Мы поссорились. Ссору придумала Валя. То есть она на неё пошла, может быть, неосознанно, но не случайно. На лодке я подгребал к высокому месту, где ждала Валя, греб стоя, что было, как мне казалось, весьма эффектно. Но Валя, смотревшая сверху, видела только мое мальчишество да неловкое барахтанье с веслом. Тем более лодка протекала. Она засмеялась: «Капитан дырявой калоши». Это обидно стало мне, гордящемуся своей лодкой, дававшей столько счастья. «Ну и не садись». — «Ну и не сяду». Она ушла. И в тот же день, или специально, или дразня меня, прошла по улице с другим парнем, который был старше и меня, и ее и от которого через пять лет она убежала, завернув дочку в свое единственное пальтишко. Тогда я обидел ее, напугал и его, подойдя к ним и обозвав ее нехорошим словом. Потом мы виделись еще раз, об этом позднее я сочинил: «Ты помнишь: громко малыши недалеко в войну играли, но будто были мы в глуши и рядом лишь одни стояли. Я говорил совсем не то, что на душе моей творилось.
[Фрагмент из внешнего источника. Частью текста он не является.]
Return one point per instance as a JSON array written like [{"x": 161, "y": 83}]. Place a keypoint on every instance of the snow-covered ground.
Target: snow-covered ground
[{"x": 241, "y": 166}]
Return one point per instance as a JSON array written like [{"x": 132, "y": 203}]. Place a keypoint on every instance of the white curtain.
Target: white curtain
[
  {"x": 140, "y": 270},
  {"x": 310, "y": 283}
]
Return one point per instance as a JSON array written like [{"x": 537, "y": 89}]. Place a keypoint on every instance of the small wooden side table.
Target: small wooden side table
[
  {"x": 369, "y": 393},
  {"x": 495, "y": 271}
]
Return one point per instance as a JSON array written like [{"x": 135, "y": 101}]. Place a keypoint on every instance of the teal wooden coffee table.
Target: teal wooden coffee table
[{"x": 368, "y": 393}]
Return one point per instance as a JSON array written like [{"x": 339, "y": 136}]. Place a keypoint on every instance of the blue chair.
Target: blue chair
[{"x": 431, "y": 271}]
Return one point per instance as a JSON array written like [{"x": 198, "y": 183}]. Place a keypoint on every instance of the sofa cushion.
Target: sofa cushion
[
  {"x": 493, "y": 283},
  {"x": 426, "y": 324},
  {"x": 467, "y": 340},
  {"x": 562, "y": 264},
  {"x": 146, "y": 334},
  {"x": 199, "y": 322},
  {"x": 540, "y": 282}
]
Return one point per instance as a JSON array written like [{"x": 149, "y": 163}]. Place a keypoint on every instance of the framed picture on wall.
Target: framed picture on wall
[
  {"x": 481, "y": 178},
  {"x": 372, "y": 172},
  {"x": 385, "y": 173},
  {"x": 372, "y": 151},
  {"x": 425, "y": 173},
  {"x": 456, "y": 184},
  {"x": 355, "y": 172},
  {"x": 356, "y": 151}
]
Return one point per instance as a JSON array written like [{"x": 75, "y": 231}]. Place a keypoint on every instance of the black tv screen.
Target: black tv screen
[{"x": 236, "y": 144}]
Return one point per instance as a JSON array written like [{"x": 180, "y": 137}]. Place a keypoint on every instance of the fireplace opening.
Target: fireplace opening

Зачем-то возвращал платок (ее бывший подарок), я ты тогда на все решилась, сказала мне: люблю тебя, души своей открывши двери. И я, одну тебя любя, сказал, что я тебе не верю».
Так не вышло в моей жизни, чтоб я и любимая девушка любили друг друга впервые. Хорошо ли это, спросим опять. До меня Валя любила студента училища Виктора в Кирове, она говорила о нем, высекая из меня на него сатиры: «И пусть он меня изысканней, пусть в танце изящней кружится, во если тебе сказать искренне, в нем очень мало мужества». Или: «Пусть буду я ниже инстанцией, на сердце не будет грима, и на какой-нибудь станции я, гордо кивнув, пройду мимо». Этого Виктора я разыскал специально, когда был на пленуме обкома ВЛКСМ в Кирове, чтоб посмотреть. Ничего особенного. Поговорили. Говорить было не о чем, ясно стало, что Валю он не любит, я же весь исстрадался от разлуки.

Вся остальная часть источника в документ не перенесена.